Nov 7, 2012, 6:50 PM EDT
Unless you are reading this in the backseat of a Manhattan cab, you probably haven’t seen the Madison Square Garden ads promoting the New York Knicks around the city, on bus stops and such places. Here is what they said:
“It’s Friday night. You can either go out and attempt to pick up sixes and sevens or stay home and watch Kidd dish out dimes.”‘
“It’s Friday night. You can either watch East Village poets do battle or see real artists slam.”
“It’s Friday night. You can either see a Broadway harness malfunctioning or you can watch real men fly.” (This is a reference to the troubled “Spiderman: Turn Off The Dark” production.)
Note to young marketing majors out there: Rule No. 1 is the same as doctors — do no harm. Insulting women, calling the population in your city that you are trying to get to buy tickets/tune in to games ugly, and slamming other things for which your city is well known — arts and Broadway shows — does not go over well. Also, if you’re going to go after Spiderman because of serious injuries to actors in the production, you may not want to put Amare Stoudemire’s pictures on the ad.
The ads created a buzz in New York, but not in a good way for a team trying to promote its product. It’s 3-0 product. Turns out not only were poets incensed they know how to use social media, too. They hammered the Knicks online. The people on Broadway were not thrilled.
So MSG — which owns the Knicks, Madison Square Garden and the network on which their games are broadcast — has pulled the ads, reports Darren Rovell of ESPN.
On Tuesday, the company said it would take down all posters associated with its recent advertising campaign, which generated buzz but also was considered controversial.

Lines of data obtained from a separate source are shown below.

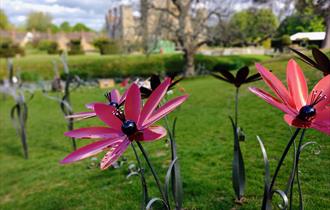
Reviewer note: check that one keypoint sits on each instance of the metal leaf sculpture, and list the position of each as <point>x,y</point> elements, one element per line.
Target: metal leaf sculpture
<point>174,168</point>
<point>238,168</point>
<point>72,82</point>
<point>19,112</point>
<point>310,111</point>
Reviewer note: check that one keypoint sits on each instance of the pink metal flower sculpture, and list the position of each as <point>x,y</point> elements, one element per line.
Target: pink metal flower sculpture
<point>301,110</point>
<point>135,123</point>
<point>114,98</point>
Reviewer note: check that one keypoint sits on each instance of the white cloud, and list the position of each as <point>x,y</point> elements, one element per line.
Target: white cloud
<point>74,11</point>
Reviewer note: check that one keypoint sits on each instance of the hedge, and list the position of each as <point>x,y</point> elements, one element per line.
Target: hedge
<point>96,66</point>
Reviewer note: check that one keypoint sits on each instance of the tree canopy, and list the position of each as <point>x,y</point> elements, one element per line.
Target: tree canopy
<point>38,21</point>
<point>252,26</point>
<point>4,22</point>
<point>66,27</point>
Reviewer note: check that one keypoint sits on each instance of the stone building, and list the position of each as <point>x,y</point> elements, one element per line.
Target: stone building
<point>122,24</point>
<point>62,39</point>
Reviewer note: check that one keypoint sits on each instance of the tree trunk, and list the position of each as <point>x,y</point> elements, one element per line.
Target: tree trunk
<point>189,63</point>
<point>326,41</point>
<point>144,25</point>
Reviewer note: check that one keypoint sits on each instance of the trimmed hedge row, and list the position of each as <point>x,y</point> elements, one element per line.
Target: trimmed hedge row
<point>95,66</point>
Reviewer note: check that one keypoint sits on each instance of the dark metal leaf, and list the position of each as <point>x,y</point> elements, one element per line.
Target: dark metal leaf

Keep winning and the Knicks will have no trouble getting people to go to games and tune in to broadcasts. In an Eastern Conference where the Pacers just took a blow, we can start to think that maybe the Knicks are a top four seed in the conference. Long way to go but right now you can see that path for them.
So maybe a little less is more marketing? Let the product speak for itself? If not, at least do no harm.